Learning rate of 1e-5 to 3e-5 works well for most tasks. Use weight_decay=0.01 on all parameters except bias and LayerNorm. Warmup for 6–10% of total steps prevents early instability. 3 epochs is typically enough; more than 5 often causes overfitting. Always use fp16=True on a GPU — it's free speed.


Section 08

Fine-Tuning ALBERT for Named Entity Recognition

ALBERT shines in memory-constrained settings. Here we fine-tune it on NER (token classification), labelling each token as PER, ORG, LOC, or O (not an entity).

# ── ALBERT Fine-tuning for NER (CoNLL-2003) ───────────────────
from transformers import (
    AlbertTokenizerFast,
    AlbertForTokenClassification,
    DataCollatorForTokenClassification,
    Trainer, TrainingArguments
)
from datasets import load_dataset
import numpy as np

dataset   = load_dataset("conll2003")
tokeniser = AlbertTokenizerFast.from_pretrained("albert-base-v2")

label_list = dataset["train"].features["ner_tags"].feature.names
# ['O','B-PER','I-PER','B-ORG','I-ORG','B-LOC','I-LOC','B-MISC','I-MISC']
num_labels = len(label_list)

# ── Align labels with subword tokens ──────────────────────────
def tokenise_and_align(examples):
    tok = tokeniser(
        examples["tokens"],
        truncation=True,
        is_split_into_words=True
    )
    aligned_labels = []
    for i, label in enumerate(examples["ner_tags"]):
        word_ids   = tok.word_ids(batch_index=i)
        prev_word  = None
        label_ids  = []
        for wid in word_ids:
            if wid is None:
                label_ids.append(-100)   # ignore [CLS], [SEP]
            elif wid != prev_word:
                label_ids.append(label[wid])
            else:
                label_ids.append(-100)   # ignore sub-tokens
            prev_word = wid
        aligned_labels.append(label_ids)
    tok["labels"] = aligned_labels
    return tok

tokenised  = dataset.map(tokenise_and_align, batched=True)
collator   = DataCollatorForTokenClassification(tokeniser)

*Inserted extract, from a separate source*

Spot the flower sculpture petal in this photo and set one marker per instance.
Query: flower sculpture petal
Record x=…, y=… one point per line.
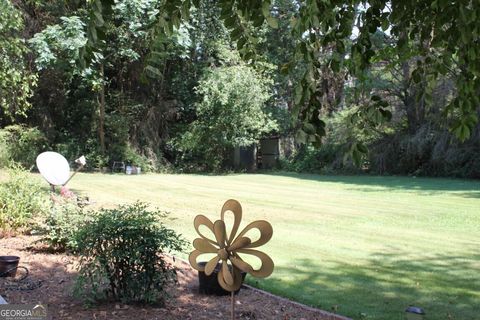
x=227, y=248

model = AlbertForTokenClassification.from_pretrained(
    "albert-base-v2",
    num_labels=num_labels
)

args = TrainingArguments(
    output_dir="./albert-ner",
    num_train_epochs=5,
    per_device_train_batch_size=32,   # large batch — ALBERT is small!
    learning_rate=3e-5,
    weight_decay=0.01,
    evaluation_strategy="epoch",
    fp16=True
)

trainer = Trainer(
    model=model,
    args=args,
    train_dataset=tokenised["train"],
    eval_dataset=tokenised["validation"],
    data_collator=collator,
    tokenizer=tokeniser
)
trainer.train()
OUTPUT
Epoch 1 — eval_loss: 0.1834 Epoch 3 — eval_loss: 0.0912 Epoch 5 — eval_loss: 0.0741 F1 Score on CoNLL-2003 validation: 0.8923
📌
Label Alignment — The Critical NER Detail

BERT-style tokenisers split words into subwords: "Washington" might become ["Wash", "##ington"]. Your original label applies to the whole word — B-LOC. For subword tokens, you must assign -100 so the loss function ignores them. Only the first subword of each word gets the true label. The is_split_into_words=True flag and word_ids() method handle this.


Section 09

Fine-Tuning DistilBERT for Question Answering

DistilBERT's strength is production speed. Here we fine-tune it on extractive QA (SQuAD-style) — given a passage and a question, find the answer span within the passage.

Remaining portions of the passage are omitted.